- Born: 25 January 1964 (age 62) Pontypridd, Wales
- Education: South Glamorgan Institute of Higher Education; Slade School of Fine Art;
- Occupations: Visual artist; Installation artist; Sculptor;
- Years active: 1989–present

= Melanie Counsell =

British visual artist, sculptor (born 1964)

Melanie Counsell (born in 1964) is a British artist. She works with a multitude of media such as, sculpture, installation, 16 mm film, drawing, printed matter. Counsell has been resident at a range of art institutions, has undertaken roles in teaching and has won multiple awards for her works.

==Early life and education==
Counsell was born in Pontypridd, Wales, and from 1983 to 1986, studied for a Bachelor of Fine Arts degree in Fine Art at the [|South Glamorgan Institute of Higher Education]]. Counsell subsequently studied for a Master of Fine Arts degree in Fine Art at the Slade School of Fine Art part of the University College London between 1986 and 1988.

==Career==
In 1987, Counsell won the Mary Rischgitz Prize, then the Boise Travel Scholarship in 1988 and the Whitechapel Artists Award in 1989. In November 1989, she modified Matt's Gallery existing space to convey the effect of a prior experience of desolation with water dripping and oozing from a rolled carpet to the floor. At Counsell's post-graduate exhibition in 1990, her work attracted attention with an installation with water dripping and seeping through lockers air vents in the Slade's corridor. Using the water was used in the smaller 12 Filing Cabinets, 12 Rolled Carpets and Water that revealed soaking rolls of carpets in the bottom drawers. In 1991, she was resident of the Fondation Cartier pour l'Art Contemporain, Jouy-en-Josas, France and then of the L'Ecole National des Beaux-Arts, Bourges the following year.

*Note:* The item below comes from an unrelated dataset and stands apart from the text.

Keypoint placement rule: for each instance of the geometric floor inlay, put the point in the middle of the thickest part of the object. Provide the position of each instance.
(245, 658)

On a commission from the organisation Artangel Trust, Counsell installed a black-and-white film showing glass contents slowly evaporating obscured by an opaque plastic screen making it solely watchable at the back making one aware of the process of observation and place at the Coronet Theatre, London in 1993. She won The Arts Foundation Award in Sculpture in 1994, and the Paul Hamlyn Foundation Award to Individual Artists: Sculpture & Installation two years later. In 1996, Counsell's work 110 Euston Road featured a film installed in a tower block basement recording the sight atop a building and then the descent as the camera was broken from being thrown down it. She moved to France and began teaching at the École Supérieur d’Art de Bordeaux in 1997 before moving to the École Supérieur d’Art de Bordeaux in 1998. Four years later, Counsell received the London Arts Individual Artist Award. In 2004, she created the 2-minute, 48-second black-and-white 16 mm silent water film Untitled mounted on scaffolding plates forming a triangular shape showing a rubbish lorry being driven by a duo of rubbish collectors who pick up bags of rubbish down a one-way street.

In 2006, Counsell became a resident of the Ateliers Internationaux du Frac des Pays de la Loire, and then of the British School at Rome by earning the Sargant Fellowship in 2007. She was resident at the Frac Corsica, Ajaccio in 2008 and of the Visual Arts Creative Development Programme, Cove Park, Scotland, in 2009. In 2011, Counsell made Lutecia depicting details of a headless bondaged-clothed female mannequin in the window of a London sex store close to her residence. She was appointed external examiner of the Edinburgh College of Art at the University of Edinburgh and held the same position at the University of Gloucestershire for students sitting a Bachelor's degree in Fine Art in 2013. Counsell has gone on group or solo exhibitions all over the world to showcase her works which have also been covered in the press. Her works are featured in corporate and private collections in France, Germany, Switzerland and the United Kingdom.

==Analysis==
Counsell uses a multitude of media such as 16mm film, drawing, printed matter, sculpture and sound for context. She created works in disused buildings and gallery installations creating "new psychological environments through intense manipulation of time and space, architecture and object." Counsell's recent works were on "new psychological environments through intense manipulation of time and space, architecture and object." Caroline Smith of Women's Art Magazine wrote that Counsell's works "has a maturity which surpasses much contemporary installation work, where concepts become lost in the environment and meanings are muddled or over-worked, sledgehammer-style." Smith also noted that the artist "opened herself to the increase of fast, shiny media language, art which addresses a mish-mash of cultures, signs and symbols, out of which have been born more global codes of understanding." Artforum's Michael Corris noted her appeal was "in its capacity to debunk a viewer's preconceived expectations of art" and the success was down to the "possibility of constructing a convincing rebuttal to our art-perceiving expectations."